Par ELIANE PATRIARCA

« A quoi sert un eider à duvet ? » C’est Allain Bougrain Dubourg, le président de la Ligue pour la protection des oiseaux (LPO), qui a osé la question mardi, au procès en appel de l’Erika. L’eider à duvet, c’est ce canard marin qui, depuis la marée noire provoquée par le naufrage du pétrolier, en 1999, a disparu du golfe de Gascogne. « A quoi sert la Joconde ? Comme on est fier de son patrimoine culturel, on peut être fier de son patrimoine naturel, a-t-il argumenté. La biodiversité, c’est notre assurance-vie, la France est riche d’un tissu vivant exceptionnel mais la différence avec le patrimoine culturel c’est qu’on ne connaît pas le prix de la nature. »

Mazoutés. En première instance, la LPO avait obtenu, au-delà de l’indemnisation de ses préjudices matériel et moral, celle du « préjudice résultant d’une atteinte à l’environnement ». Une notion neuve en droit français. Le juge avait reconnu le rôle de gardien de l’environnement de la LPO qui, depuis quatre-vingt-dix-huit ans, protège les oiseaux. La LPO a collecté 74 000 oiseaux mazoutés dont 32 000 vivants ; 20 000 ont été soignés, mais seuls 2 100 ont été relâchés. Au moins 150 000 auraient succombé.

Cité comme témoin par la LPO, Jacques Trouvilliez, directeur du service du patrimoine naturel au Muséum national d’histoire naturelle, a expliqué qu’il était difficile d’évaluer l’atteinte à la biodiversité en « l’absence d’un état initial, avant catastrophe ». En revanche, pour les oiseaux, il a pu s’appuyer sur les comptages faits dans le golfe de Gascogne par des chercheurs du CNRS de Bordeaux. « Avant l999, 500 000 oiseaux marins fréquentaient le golfe, un site majeur d’hivernage. 15%, en fourchette basse, auraient succombé à la marée noire. » « En outre, a-t-il ajouté, sur la Liste rouge des espèces menacées en France, actualisée en 2008 par l’Union internationale de conservation de la nature, trois sur les onze espèces d’oiseaux sont des victimes de l’Erika : l’eider à duvet, le macareux moine et le pingouin commun. » L’oiseau est « un indicateur de l’état de santé du milieu » et les changements, de répartition et de diminution d’espèces, témoignent d’une profonde atteinte de la niche écologique.

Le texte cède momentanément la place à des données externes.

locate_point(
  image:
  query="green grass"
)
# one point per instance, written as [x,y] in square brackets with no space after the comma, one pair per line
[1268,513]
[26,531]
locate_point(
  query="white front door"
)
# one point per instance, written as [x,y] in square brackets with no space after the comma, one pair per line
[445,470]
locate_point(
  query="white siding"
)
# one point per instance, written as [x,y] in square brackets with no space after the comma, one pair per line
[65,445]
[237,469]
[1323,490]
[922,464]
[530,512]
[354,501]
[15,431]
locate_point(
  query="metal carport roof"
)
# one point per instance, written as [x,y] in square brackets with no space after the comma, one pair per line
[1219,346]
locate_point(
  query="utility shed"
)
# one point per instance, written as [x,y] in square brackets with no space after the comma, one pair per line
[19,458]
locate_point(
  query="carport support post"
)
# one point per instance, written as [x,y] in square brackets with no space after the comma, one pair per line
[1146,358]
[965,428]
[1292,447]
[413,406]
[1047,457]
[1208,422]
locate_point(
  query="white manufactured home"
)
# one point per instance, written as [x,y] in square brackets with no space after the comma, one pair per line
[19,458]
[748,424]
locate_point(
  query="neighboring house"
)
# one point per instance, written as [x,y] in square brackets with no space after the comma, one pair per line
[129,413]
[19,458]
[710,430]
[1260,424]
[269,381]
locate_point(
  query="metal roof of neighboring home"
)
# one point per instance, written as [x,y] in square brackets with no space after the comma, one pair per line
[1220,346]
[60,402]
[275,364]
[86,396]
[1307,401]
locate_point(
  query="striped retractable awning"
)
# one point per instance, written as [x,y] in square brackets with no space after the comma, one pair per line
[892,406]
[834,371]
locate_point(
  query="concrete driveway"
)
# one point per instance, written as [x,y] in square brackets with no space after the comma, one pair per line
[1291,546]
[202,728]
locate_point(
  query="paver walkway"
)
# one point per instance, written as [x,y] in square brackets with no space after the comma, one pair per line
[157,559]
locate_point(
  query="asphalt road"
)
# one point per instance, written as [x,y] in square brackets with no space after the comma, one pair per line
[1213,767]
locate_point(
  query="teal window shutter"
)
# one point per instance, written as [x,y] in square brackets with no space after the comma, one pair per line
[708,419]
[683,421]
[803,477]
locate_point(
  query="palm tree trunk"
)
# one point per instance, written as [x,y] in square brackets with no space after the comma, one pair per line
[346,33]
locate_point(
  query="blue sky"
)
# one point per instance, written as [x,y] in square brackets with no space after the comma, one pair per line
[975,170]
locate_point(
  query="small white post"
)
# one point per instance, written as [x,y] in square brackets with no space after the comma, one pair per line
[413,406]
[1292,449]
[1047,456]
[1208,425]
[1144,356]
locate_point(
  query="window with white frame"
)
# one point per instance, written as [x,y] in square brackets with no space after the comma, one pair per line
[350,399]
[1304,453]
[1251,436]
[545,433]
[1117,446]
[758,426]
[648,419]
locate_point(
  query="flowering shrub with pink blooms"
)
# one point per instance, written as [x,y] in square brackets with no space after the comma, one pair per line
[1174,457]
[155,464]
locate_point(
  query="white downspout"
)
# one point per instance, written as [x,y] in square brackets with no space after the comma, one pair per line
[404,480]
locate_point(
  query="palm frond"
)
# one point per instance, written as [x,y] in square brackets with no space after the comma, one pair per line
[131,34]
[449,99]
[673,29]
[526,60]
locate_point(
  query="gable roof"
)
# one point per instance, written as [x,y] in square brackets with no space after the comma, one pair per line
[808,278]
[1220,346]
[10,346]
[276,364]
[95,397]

Puis, ce sont les collectivités qui ont témoigné pour faire valoir leur droit à une réparation du préjudice environnemental. En première instance, seul le Morbihan l’avait obtenu : il avait su démontrer qu’il intervenait comme gestionnaire d’espaces naturels sensibles. Cette fois, les régions Bretagne, Poitou-Charentes et Pays de la Loire demandent chacune 30 millions d’euros à ce titre, et le Finistère 10. Toutes soulignent les « euros investis dans la protection de l’environnement ».

Réparation.« Le mazoutage des côtes, ce n’est pas juste des années de tourisme perdu, ou des kilomètres de littoral à réhabiliter, a noté Jean-Yves Le Drian, président de Bretagne. C’est d’abord une atteinte à notre intégrité, à notre patrimoine collectif. » Or, selon lui, les collectivités sont « garantes du patrimoine écologique » La preuve ? « Les contrats de plan et les contrats nature, conclus dans le cadre d’un partenariat avec l’Etat. » Pour Jacques Auxiette, président des Pays de la Loire, le conseil régional « gère et finance des réserves ou des parcs naturels, tel celui de la Brière, souillé par le mazout de l’Erika ».

Motivation supplémentaire pour ces collectivités : l’Etat n’a pas jugé utile de demander réparation du préjudice écologique provoqué par le pétrolier affrété par Total SA.